I am writing an application to generate OTP codes for two factor authentication where I need to securely store data locally. This data must be secure from both the owner/user as well as intruders. I have been thinking of encrypting the data, but the key to that data is also stored on the mobile device. The application will not access the internet. It just displays a code that changes over a given time interval, similar to an RSA SecurID token. The data to be stored is the token key and the key to decrypt it. I have read about possible solutions that it may be possible to store this information on the SIM card or other secure store on the device. What are industry best practices for such a scenario?
The important point is that you cannot hide secrets in software: if some software runs on the hardware owned by the attacker (here, the user and his smartphone), then the attacker can reverse-engineer the application code and extract the secret. If it was possible to protect software from that, then there would be no software or video piracy. Media industry would be very interested; they have looked high and low for a solution, and spent a lot of money on the subject, and did not find anything really robust.
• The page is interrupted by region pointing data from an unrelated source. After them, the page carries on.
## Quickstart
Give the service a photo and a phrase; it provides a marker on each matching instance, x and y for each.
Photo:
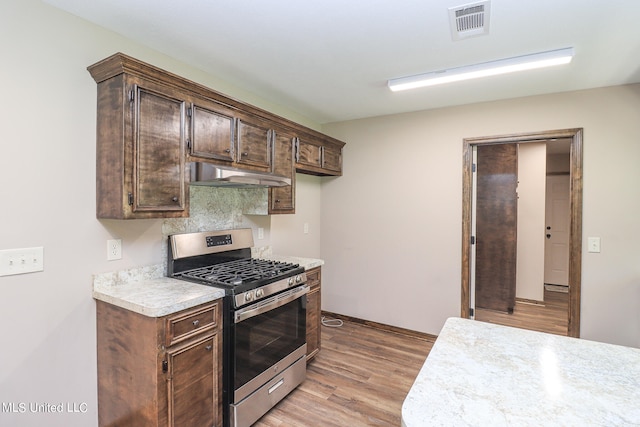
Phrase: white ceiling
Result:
(330, 60)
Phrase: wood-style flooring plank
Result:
(551, 317)
(362, 374)
(359, 378)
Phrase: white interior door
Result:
(556, 265)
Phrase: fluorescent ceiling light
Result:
(493, 68)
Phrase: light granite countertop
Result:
(480, 374)
(147, 291)
(307, 263)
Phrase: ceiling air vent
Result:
(469, 20)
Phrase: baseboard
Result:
(530, 301)
(381, 326)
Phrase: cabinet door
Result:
(282, 199)
(308, 154)
(193, 384)
(254, 143)
(332, 159)
(212, 131)
(314, 315)
(159, 143)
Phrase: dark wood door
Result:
(282, 199)
(496, 227)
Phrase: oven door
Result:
(269, 336)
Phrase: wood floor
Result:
(552, 317)
(360, 378)
(362, 374)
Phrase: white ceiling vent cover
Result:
(469, 20)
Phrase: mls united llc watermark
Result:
(40, 408)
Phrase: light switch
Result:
(20, 261)
(593, 244)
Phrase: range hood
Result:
(211, 175)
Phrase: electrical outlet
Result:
(20, 261)
(593, 244)
(114, 249)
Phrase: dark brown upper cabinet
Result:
(152, 124)
(213, 130)
(282, 199)
(141, 170)
(318, 156)
(254, 143)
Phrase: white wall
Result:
(47, 165)
(398, 206)
(532, 164)
(287, 231)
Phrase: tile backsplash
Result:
(218, 208)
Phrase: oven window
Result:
(263, 340)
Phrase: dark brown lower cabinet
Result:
(164, 371)
(314, 317)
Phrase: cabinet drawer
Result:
(192, 322)
(313, 277)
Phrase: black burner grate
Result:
(241, 271)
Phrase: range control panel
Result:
(221, 240)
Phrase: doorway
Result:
(574, 136)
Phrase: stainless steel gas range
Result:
(264, 317)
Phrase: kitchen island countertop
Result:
(484, 374)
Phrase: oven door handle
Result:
(270, 303)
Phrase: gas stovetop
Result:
(223, 259)
(243, 271)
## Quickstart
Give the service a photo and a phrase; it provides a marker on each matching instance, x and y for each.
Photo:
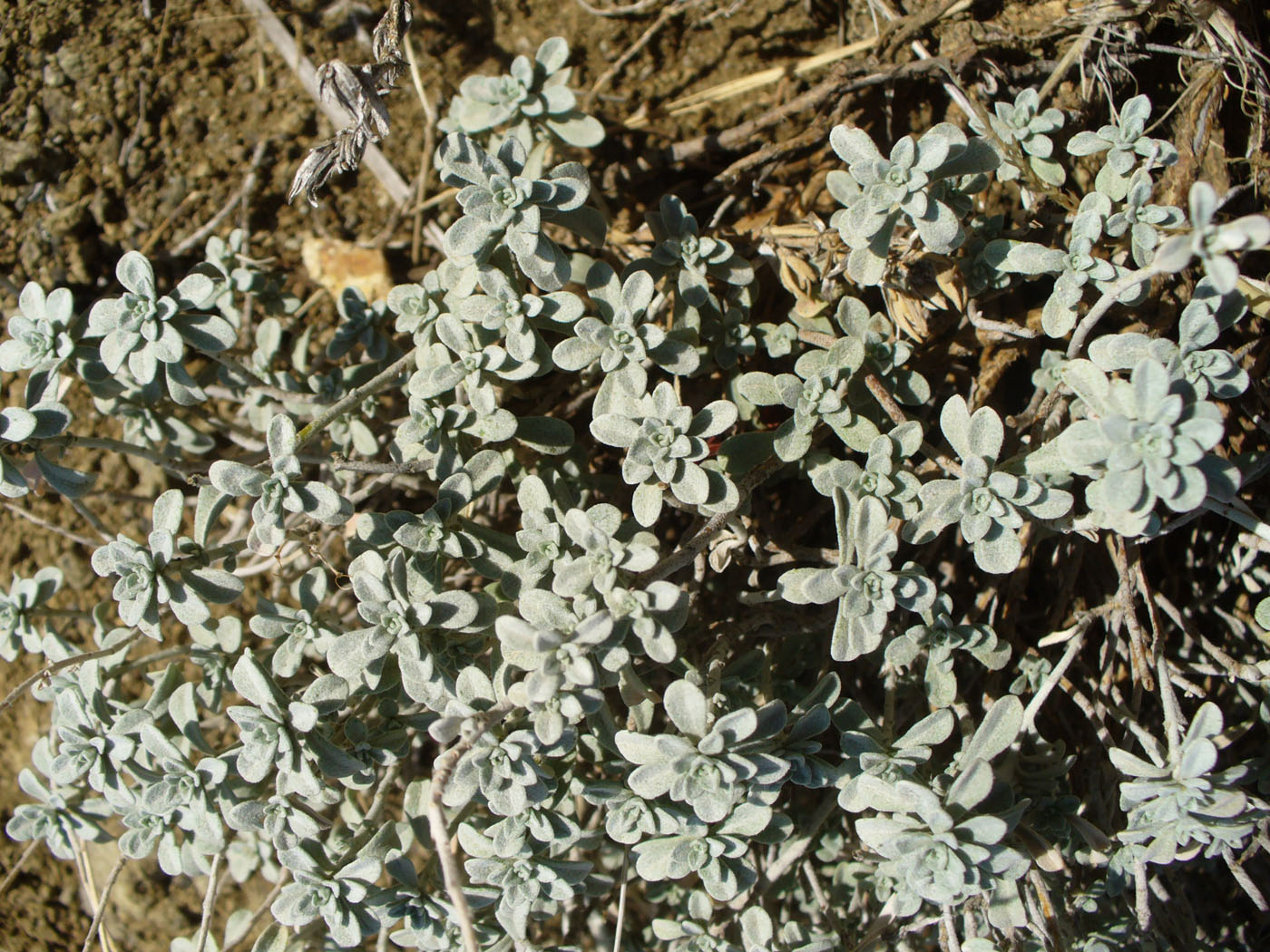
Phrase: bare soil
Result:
(123, 132)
So you need tamper-resistant hardware, i.e. hardware which will prevent reverse-engineering. In a smartphone, this indeed points at the SIM card: smart cards are, by design, tamper-resistant. In fact, the SIM card is the only tamper-resistant piece of hardware that can be found in a typical smartphone, so you have to use it. However, there will be additional challenges:
The clock issue might be avoided if you generate your codes not with a clock, but with a counter, like what is done with HOTP. A feature of RSA SecurID tokens is indeed that they include an internal battery powered clock that the user cannot tamper with; this is an expensive feature which explains both the size (substantially bigger than a smart card chip) and the price of these tokens.
Another way to avoid the clock issue is to use the network. The code in the smart card would generate a random challenge (say, 16 random bytes), send that to the phone; the phone would then talk to a Time Stamp Authority who would sign the challenge along with the current date and time, and send back the signature. The smart card would still have to verify that signature, and check that the response indeed contains the correct challenge value. This process ensures that the card obtains an untampered-with notion of the current time with decent accuracy. But the protocol has become quite complex, and involves network access (not necessarily easy, especially when the phone owner is in a foreign country) and a trusted server (which has to be maintained).